Bandit-Based Monte Carlo Optimization for Nearest Neighbors
This provides a more efficient solution for nearest neighbor search in high-dimensional data, which is incremental as it builds on existing Monte Carlo and bandit techniques.
The paper tackles the problem of high-dimensional k-nearest neighbors by developing a bandit-based Monte Carlo optimization algorithm that identifies exact nearest neighbors with high probability, achieving a complexity of O((n+d) log^2(nd/δ)) compared to O(nd) for exact computation and outperforming state-of-the-art methods like kGraph, NGT, and LSH in simulations.

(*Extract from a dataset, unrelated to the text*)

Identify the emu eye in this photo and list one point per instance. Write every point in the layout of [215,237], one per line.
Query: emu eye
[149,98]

The celebrated Monte Carlo method estimates an expensive-to-compute quantity by random sampling. Bandit-based Monte Carlo optimization is a general technique for computing the minimum of many such expensive-to-compute quantities by adaptive random sampling. The technique converts an optimization problem into a statistical estimation problem which is then solved via multi-armed bandits. We apply this technique to solve the problem of high-dimensional $k$-nearest neighbors, developing an algorithm which we prove is able to identify exact nearest neighbors with high probability. We show that under regularity assumptions on a dataset of $n$ points in $d$-dimensional space, the complexity of our algorithm scales logarithmically with the dimension of the data as $O\left((n+d)\log^2 \left(\frac{nd}δ\right)\right)$ for error probability $δ$, rather than linearly as in exact computation requiring $O(nd)$. We corroborate our theoretical results with numerical simulations, showing that our algorithm outperforms both exact computation and state-of-the-art algorithms such as kGraph, NGT, and LSH on real datasets.